Sebastião Salgado: la bellezza degli ultimi e della natura

Più di altre arti, la fotografia ha la capacità di rivelare, attraverso le immagini, lati nascosti del mondo che ci circonda, mostrandoci la realtà da un altro punti di vista. Lo sapeva bene Federico Motta Editore, che negli anni ha organizzato mostre di alcuni dei più importanti fotografi del Novecento.

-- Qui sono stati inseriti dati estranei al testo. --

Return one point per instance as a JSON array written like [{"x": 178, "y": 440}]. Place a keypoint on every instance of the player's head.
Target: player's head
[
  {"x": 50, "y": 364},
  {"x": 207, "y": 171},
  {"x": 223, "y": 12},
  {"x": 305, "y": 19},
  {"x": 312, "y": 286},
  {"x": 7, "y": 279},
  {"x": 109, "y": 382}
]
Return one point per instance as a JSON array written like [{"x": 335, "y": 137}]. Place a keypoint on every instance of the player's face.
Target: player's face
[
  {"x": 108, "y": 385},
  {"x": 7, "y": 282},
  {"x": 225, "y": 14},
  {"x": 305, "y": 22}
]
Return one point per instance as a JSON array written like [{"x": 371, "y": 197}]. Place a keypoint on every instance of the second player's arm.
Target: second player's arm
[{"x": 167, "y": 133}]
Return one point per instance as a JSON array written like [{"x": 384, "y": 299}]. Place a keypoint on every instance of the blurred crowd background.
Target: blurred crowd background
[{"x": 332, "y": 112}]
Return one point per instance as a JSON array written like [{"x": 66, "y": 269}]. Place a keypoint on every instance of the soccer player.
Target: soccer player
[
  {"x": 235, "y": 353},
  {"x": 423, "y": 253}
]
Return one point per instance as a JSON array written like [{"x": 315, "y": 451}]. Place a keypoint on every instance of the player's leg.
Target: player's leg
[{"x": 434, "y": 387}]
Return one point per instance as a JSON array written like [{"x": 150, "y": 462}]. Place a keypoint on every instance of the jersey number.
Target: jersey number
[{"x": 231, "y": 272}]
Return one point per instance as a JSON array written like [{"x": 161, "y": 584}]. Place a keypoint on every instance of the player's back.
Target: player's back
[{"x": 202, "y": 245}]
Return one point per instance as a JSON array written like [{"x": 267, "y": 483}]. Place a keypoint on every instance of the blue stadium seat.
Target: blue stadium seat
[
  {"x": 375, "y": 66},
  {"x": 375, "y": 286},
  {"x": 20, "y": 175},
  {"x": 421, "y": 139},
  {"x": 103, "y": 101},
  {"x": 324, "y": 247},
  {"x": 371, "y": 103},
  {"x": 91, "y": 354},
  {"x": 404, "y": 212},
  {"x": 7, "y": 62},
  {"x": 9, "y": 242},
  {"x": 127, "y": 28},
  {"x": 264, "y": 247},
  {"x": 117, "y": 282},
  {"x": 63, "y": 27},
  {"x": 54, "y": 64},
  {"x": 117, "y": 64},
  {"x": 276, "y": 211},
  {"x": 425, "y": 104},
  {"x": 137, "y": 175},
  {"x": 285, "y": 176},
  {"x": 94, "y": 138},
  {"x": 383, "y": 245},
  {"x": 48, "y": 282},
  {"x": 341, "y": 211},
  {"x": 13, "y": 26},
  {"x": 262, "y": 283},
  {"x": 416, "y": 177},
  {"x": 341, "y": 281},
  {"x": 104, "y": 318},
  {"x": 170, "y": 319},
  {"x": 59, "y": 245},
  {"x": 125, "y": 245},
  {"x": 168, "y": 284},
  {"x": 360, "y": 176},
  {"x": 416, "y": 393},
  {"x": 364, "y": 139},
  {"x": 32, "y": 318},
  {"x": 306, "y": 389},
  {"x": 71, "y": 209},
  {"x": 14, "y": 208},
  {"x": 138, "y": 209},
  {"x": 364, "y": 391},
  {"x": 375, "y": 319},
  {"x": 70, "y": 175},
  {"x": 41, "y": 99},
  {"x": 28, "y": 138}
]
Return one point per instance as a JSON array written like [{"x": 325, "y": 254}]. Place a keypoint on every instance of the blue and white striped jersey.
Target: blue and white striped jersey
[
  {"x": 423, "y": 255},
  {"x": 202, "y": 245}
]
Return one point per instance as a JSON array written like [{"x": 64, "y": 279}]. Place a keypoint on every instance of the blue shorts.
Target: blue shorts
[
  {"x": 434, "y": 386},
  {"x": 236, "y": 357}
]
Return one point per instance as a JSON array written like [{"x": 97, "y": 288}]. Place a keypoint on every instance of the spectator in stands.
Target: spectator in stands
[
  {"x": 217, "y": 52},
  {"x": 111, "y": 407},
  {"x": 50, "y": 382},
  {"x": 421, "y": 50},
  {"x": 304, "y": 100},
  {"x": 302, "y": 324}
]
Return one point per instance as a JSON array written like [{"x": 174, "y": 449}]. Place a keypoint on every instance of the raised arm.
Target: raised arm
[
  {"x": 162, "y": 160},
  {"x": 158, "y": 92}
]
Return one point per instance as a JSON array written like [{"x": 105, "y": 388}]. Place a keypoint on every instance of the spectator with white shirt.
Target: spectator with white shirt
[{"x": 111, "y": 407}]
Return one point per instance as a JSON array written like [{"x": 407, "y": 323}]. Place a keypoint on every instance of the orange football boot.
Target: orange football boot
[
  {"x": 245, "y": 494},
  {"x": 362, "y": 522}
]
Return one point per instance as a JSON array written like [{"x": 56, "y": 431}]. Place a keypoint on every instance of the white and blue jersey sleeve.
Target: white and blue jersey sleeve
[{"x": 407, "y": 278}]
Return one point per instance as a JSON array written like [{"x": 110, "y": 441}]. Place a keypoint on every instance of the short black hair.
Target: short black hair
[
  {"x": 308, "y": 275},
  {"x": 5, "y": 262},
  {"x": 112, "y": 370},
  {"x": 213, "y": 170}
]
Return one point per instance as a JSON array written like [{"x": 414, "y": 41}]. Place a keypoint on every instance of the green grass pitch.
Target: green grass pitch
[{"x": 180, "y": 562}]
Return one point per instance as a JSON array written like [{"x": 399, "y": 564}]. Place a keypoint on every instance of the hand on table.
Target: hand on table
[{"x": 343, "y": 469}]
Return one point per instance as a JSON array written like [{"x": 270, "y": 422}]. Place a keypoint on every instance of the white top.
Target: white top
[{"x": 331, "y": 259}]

In occasione della Giornata Mondiale della Foresta Pluviale che si celebra il 22 giugno, ci sembra interessante ripercorrere brevemente l’attività artistica di uno dei più importanti fotografi degli ultimi decenni, il brasiliano Sebastião Salgado (1944-2025), recentemente scomparso, che all’Amazzonia ha dedicato gran parte delle sue energie.

Sebastião Salgado e la fotografia

Una vita dedicata a mostrare il mondo dal punto di vista degli ultimi, degli emarginati: così si può forse riassumere l’attività di Sebastião Salgado. Quella della fotografia era però una passione che aveva scoperto tardi. Dopo gli studi in economia, aveva infatti iniziato a lavorare per l’Organizzazione Mondiale del Caffè, quando nacque in lui l’interesse per la fotografia. Quella che all’inizio era una passione amatoriale, ben presto diventò una professione che lo avrebbe accompagnato per tutta la vita. Una lunga carriera durante la quale ha collaborato con varie agenzie fotografiche, come Sigma e Gamma, fino ad approdare nel 1979 alla Magnum, la stessa di Capa e Cartier-Bresson. Nel 1994 avrebbe creato, con la moglie Lelia Wanick, una propria agenzia, Amazonas Images, centrata completamente sulla sua produzione.

Con la sua Leica è stato nei peggiori scenari di guerra e ha visitato alcune delle zone più povere del mondo. È stato in Sahel, per documentare la tremenda siccità che aveva colpito la regione, e poi nelle miniere d’oro del Brasile, in Ruanda durante il conflitto tra Hutu e Tutsi, in Patagonia coi i migranti. Gli ultimi, le vittime di carestie e guerre, sono i protagonisti dei suoi scatti, grandi affreschi in bianco e nero.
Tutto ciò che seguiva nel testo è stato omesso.